In light of the vitriolic political atmosphere, Frye discussed the effectiveness of the inquiry, predicting that most senators will try to remain impartial until they determine the severity of the situation and the validity of the allegations. Additionally, he stressed the significance of Trump’s actions in normalizing the subversion of political norms and the danger that could have on U.S. politics.

“Are we going to live in a country where it’s normal, we just accept it, that the children of the president are going to be earning $80 million while also working at the White House? Where it’s normal for the President to call for foreign governments to come and intervene?” Frye said.

“There’s a lot of focus on impeachment, that’s important; however, as a comparative politics scholar, I think normalization the greater danger by leaps and bounds,” he added.

Though many members of the Democratic Party have called for impeachment inquiries in the past, September marks the first time the official process was catalyzed and the fourth time in the history of the United States that the House has moved forward with such proceedings.

Mitchel agreed, adding that the apparent authoritarian tendencies of Trump mirror those of Soviet dictators of the past.
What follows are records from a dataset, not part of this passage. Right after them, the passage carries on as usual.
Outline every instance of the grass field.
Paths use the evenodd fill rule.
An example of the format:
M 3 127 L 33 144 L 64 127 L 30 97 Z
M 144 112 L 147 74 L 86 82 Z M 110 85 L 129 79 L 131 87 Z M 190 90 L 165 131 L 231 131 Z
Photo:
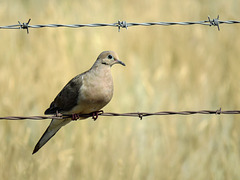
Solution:
M 0 25 L 239 20 L 239 1 L 2 1 Z M 0 116 L 43 115 L 103 50 L 106 112 L 240 109 L 239 25 L 0 30 Z M 38 153 L 50 120 L 0 121 L 0 179 L 238 179 L 239 115 L 100 117 L 72 122 Z

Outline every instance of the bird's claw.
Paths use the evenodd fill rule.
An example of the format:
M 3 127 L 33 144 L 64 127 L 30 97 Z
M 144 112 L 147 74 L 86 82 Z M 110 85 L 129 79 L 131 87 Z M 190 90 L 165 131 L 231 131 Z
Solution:
M 72 114 L 72 120 L 76 121 L 80 118 L 79 114 Z
M 98 118 L 98 115 L 100 115 L 100 114 L 102 114 L 102 113 L 103 113 L 102 110 L 101 110 L 101 111 L 92 112 L 92 118 L 93 118 L 93 120 L 96 121 L 97 118 Z

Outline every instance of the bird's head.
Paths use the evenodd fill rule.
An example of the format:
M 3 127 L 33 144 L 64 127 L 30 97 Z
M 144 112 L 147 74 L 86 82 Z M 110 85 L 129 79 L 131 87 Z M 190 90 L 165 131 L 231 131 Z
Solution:
M 112 66 L 114 64 L 121 64 L 125 66 L 125 64 L 119 60 L 118 55 L 113 51 L 103 51 L 98 56 L 97 60 L 103 65 Z

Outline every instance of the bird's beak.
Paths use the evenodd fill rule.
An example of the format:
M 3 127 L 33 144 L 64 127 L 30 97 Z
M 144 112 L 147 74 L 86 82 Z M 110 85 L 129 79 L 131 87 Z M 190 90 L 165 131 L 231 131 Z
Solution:
M 115 59 L 115 63 L 114 64 L 121 64 L 123 66 L 126 66 L 122 61 Z

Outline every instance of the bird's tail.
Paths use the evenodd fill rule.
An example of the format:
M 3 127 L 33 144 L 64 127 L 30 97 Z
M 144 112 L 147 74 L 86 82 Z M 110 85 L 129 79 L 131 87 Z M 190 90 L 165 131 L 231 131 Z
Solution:
M 43 133 L 42 137 L 39 139 L 38 143 L 36 144 L 33 153 L 36 153 L 44 144 L 46 144 L 57 132 L 58 130 L 71 122 L 69 119 L 64 119 L 64 120 L 56 120 L 53 119 L 46 129 L 46 131 Z

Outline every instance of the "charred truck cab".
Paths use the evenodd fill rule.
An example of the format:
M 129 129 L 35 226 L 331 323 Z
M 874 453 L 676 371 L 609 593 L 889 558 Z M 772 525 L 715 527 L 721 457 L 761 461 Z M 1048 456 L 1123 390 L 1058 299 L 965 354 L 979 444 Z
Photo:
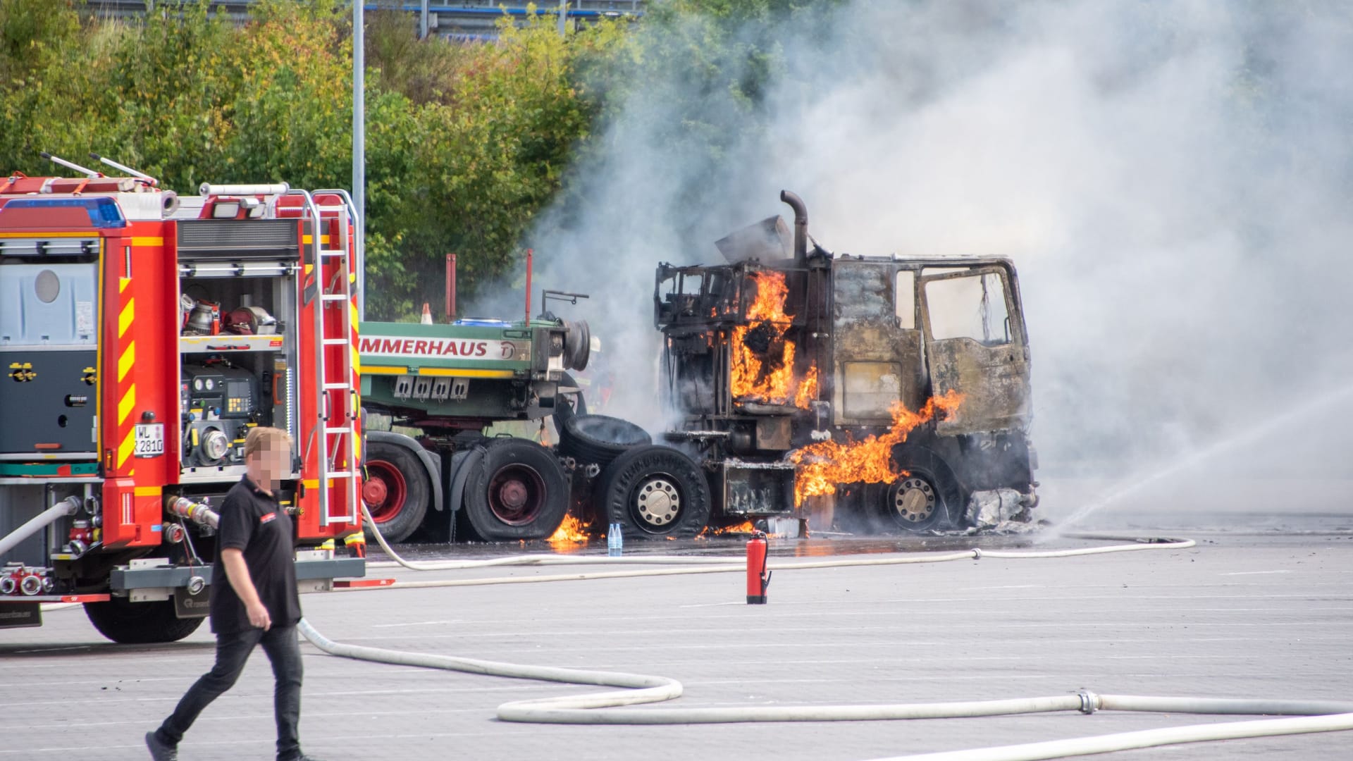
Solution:
M 1026 519 L 1036 504 L 1028 336 L 1007 259 L 809 249 L 792 192 L 658 268 L 666 437 L 705 470 L 714 523 L 808 517 L 921 531 Z
M 363 575 L 330 542 L 361 529 L 346 194 L 62 164 L 87 176 L 0 180 L 0 626 L 65 601 L 118 642 L 191 634 L 256 425 L 295 441 L 302 590 Z

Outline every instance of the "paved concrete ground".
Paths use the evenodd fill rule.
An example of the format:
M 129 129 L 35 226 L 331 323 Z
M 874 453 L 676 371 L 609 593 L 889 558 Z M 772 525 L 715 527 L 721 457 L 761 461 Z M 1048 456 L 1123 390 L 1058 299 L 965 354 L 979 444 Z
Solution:
M 764 607 L 741 603 L 736 574 L 345 592 L 303 603 L 317 628 L 337 640 L 663 674 L 685 684 L 679 705 L 997 699 L 1082 687 L 1353 699 L 1353 535 L 1233 528 L 1196 538 L 1199 546 L 1183 551 L 783 571 Z M 943 543 L 950 542 L 974 543 Z M 856 546 L 881 548 L 838 544 L 840 551 Z M 727 548 L 737 551 L 737 544 Z M 474 550 L 446 554 L 467 552 Z M 559 571 L 376 573 L 428 580 Z M 0 631 L 0 760 L 143 758 L 142 734 L 212 658 L 206 627 L 175 645 L 116 646 L 101 640 L 80 609 L 49 612 L 46 622 L 41 630 Z M 755 726 L 513 724 L 494 719 L 499 703 L 595 688 L 364 664 L 302 647 L 303 738 L 307 752 L 327 760 L 855 761 L 1234 720 L 1100 712 Z M 193 727 L 183 758 L 271 758 L 271 692 L 258 653 Z M 1353 735 L 1337 733 L 1115 757 L 1335 758 L 1350 743 Z

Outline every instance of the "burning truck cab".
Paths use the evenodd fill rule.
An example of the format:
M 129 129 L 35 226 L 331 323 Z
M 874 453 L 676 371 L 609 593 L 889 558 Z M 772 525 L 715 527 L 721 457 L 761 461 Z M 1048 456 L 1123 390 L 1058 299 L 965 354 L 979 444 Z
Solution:
M 792 192 L 658 268 L 668 441 L 705 469 L 712 523 L 925 531 L 1028 520 L 1030 352 L 1007 259 L 833 255 Z

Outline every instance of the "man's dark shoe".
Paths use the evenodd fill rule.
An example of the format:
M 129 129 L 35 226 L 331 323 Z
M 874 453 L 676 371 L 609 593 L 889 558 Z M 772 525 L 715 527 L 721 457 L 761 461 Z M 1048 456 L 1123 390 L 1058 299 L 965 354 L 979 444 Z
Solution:
M 146 747 L 150 749 L 152 761 L 179 761 L 179 749 L 160 742 L 156 733 L 146 733 Z

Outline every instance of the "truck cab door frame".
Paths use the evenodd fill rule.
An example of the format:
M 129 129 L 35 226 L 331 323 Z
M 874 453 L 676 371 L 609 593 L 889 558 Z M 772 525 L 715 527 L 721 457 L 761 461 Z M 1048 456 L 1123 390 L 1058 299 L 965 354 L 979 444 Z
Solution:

He noted the deferential language Zelensky used to placate Trump over the phone call and compared it to the rhetoric used when addressing other autocratic leaders.

“[Zelensky] is using the language that Trump uses—”great people,” “only the best”—to flatter Trump because he knows how to talk to people like Trump,” Mitchel said. “Because Zelensky is a product of modern Ukrainian history, he knows how to talk to corrupt autocratic, sultanistic leaders like Trump and that speaks to what happened to American politics and that’s something from which we’re not going to recover easily,” he said.

Chomiak, who has worked in Ukraine for over thirty years, remarked that Ukrainians were used to this Trump-esque behavior within government. Chomiak added that people from Ukraine are more familiar with the merging of the private sector and public service, and the concept of civic duty is less present within Ukrainian society.

“What’s been going on in Ukraine for years, what my friends have been trying to explain to me years and years ago when I was working there is that the parliament is not about the nation’s service. The Parliament is a business plan. You join the parliament as a revenue scheme. And I think people in Ukraine are way ahead of the curve than we are in understanding that,” Chomiak said.

As the panelists looked forward to the 2020 election and the potential effects the impeachment inquiry could have, they all concurred that an impeachment vote would force senators to take a stance on Trump and his actions. However, none were sure if Trump would be removed from office as senators would have to take into account if Vice President Mike Pence would be indicted in the impeachment process as well, resulting in Pelosi taking office.

“If there’s one thing that will unify the Republican Party, it’s the idea of ‘“President Nancy Pelosi.’” So that is actually what might keep Trump in office,” Mitchell said.